The Democrats lost across this country. Low turnout happened in several states, and yet it was not for a lack of African-American voters. Older voters, as usual, turned out more for the vote than younger voters.

And yet, progressive legislations won on the ballot at the SAME DAMN TIME. Across the country!

  • Minimum wage increases passed by voters in Arkansas, Nebraska, Illinois (advisory), Alaska and South Dakota
  • Marijuana possession decriminalized by voters in Oregon, Alaska and Washington, D.C., while Florida gained 57% in favor but not the 60% necessary for passage. 6 Michigan municipalities’ voters passed similar measures.
  • California voters passing the reduction of dozens of nonviolent property and drug crimes from felonies to misdemeanors, resulting in potential thousands leaving California’s prisons.
  • A severe anti-choice “personhood” amendment being defeated in Colorado and North Dakota.
  • A fracking ban being passed in Denton, Texas and Athens, Ohio.
  • Dallas voters retain SOGI-inclusive NDO for city workers
  • Washington voters backed a criminal background check on all guns.

And I’m not the only one who noticed this. The Nation noticed this contradiction of voters supporting progressive legislation and voting for regressive candidates in the same election, so did Ring of Fire Radio. And I wonder “WTF just happened?”

And I’ve learned so much from reading articles about how populism won at the local and state levels, even as the GOP expanded their reach in many state legislatures.

A few words to the Democrats and to progressives all over Georgia, especially the state leadership in Georgia.

  • Stop being cowards on our principles. Stop apologizing.
  • Support our president and Obamacare.
  • If party leaders are cowards, throw them out. They are bums.
  • Shut up about money. No seriously, DNC/DSCC/DCCC/DGA/DLCC, stop sending me emails asking for contributions to the party’s war chest every damn day. I’m sick of being begged by career party activists for money when they don’t pull their weight.
  • Embrace your constituencies like your life depended on it.
  • Campaign on economic justice like your life depended on it.
  • Meet more often, like the party is your second, more secular church.
  • Don’t be afraid to remove those who don’t adhere to progressive principles.
  • If you can’t throw out the bums, do everything to make their political lives difficult.
  • Primary those who won’t carry their weight or have gotten too soft in their seats.
  • Campaign on issues. Not party, not personality, not demographics. ISSUES. Hear the issues, speak the issues, vote on the issues, poll the issues, build alliances around the issues, raise money on issues, publicize the issues, saturate local media with issues, recruit and test your candidates on the issues.
  • Do NOT disrespect progressive activists who are doing the work if you’re not doing it yourself. Or else you will get ripped a new butthole, in public, by me.
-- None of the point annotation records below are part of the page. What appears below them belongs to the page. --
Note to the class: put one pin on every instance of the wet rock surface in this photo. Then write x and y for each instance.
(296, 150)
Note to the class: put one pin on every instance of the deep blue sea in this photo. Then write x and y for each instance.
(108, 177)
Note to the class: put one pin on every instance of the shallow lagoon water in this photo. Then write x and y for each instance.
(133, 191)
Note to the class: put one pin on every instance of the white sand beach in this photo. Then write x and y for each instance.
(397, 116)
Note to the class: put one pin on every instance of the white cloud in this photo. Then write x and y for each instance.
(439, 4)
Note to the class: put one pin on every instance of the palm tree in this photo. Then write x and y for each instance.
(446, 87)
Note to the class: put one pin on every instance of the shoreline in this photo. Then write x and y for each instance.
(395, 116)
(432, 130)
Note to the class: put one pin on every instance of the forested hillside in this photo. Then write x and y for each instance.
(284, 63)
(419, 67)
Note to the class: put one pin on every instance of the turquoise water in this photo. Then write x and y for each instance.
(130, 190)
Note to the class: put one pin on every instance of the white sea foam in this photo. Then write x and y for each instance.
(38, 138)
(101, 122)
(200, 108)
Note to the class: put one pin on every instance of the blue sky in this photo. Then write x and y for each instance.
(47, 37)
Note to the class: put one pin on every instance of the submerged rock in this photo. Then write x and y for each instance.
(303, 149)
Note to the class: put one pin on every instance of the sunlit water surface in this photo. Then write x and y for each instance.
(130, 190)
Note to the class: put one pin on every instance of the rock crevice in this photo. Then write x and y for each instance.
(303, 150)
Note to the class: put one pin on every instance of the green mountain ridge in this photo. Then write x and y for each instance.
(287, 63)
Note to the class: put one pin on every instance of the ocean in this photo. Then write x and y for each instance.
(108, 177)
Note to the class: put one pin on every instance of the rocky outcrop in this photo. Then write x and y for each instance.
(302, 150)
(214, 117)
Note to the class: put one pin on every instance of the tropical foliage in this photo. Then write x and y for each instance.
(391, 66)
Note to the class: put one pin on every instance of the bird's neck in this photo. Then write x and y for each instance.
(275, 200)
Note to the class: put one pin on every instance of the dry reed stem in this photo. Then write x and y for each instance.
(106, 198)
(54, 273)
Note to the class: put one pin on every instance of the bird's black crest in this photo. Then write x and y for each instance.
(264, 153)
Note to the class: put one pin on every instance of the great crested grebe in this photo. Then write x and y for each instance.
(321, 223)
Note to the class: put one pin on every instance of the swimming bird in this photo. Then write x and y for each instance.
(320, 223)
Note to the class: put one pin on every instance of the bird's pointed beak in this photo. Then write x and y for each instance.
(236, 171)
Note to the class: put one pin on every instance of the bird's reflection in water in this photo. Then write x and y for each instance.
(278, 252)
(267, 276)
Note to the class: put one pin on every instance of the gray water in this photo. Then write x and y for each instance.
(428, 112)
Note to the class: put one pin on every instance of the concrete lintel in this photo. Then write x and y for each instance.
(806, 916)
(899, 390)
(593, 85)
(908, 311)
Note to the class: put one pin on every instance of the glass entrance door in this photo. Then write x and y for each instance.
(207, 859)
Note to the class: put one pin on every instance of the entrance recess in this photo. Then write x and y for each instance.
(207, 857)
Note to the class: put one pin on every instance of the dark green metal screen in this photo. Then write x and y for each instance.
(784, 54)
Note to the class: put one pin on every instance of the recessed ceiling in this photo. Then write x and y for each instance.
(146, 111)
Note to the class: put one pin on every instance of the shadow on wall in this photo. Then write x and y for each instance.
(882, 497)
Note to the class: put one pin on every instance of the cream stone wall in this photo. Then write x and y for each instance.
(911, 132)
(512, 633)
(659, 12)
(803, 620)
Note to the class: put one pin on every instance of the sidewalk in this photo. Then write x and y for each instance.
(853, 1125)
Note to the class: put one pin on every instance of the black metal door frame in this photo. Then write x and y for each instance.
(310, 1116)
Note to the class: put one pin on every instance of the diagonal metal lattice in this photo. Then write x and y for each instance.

I have more to say, but all in all, let’s up off of our asses and campaign as progressives, not the “NON-REPUBLICANS”.

As MLK said, “Our lives begin to end the day we become silent about things that matter“. The voters cared about issues. We didn’t. We need to care about issues, to push them by whatever means necessary, and to embrace those who care about them, like our President. We need to care about the compassion of our government, and we must say it every time we get. Or else, there is nothing progressive about us.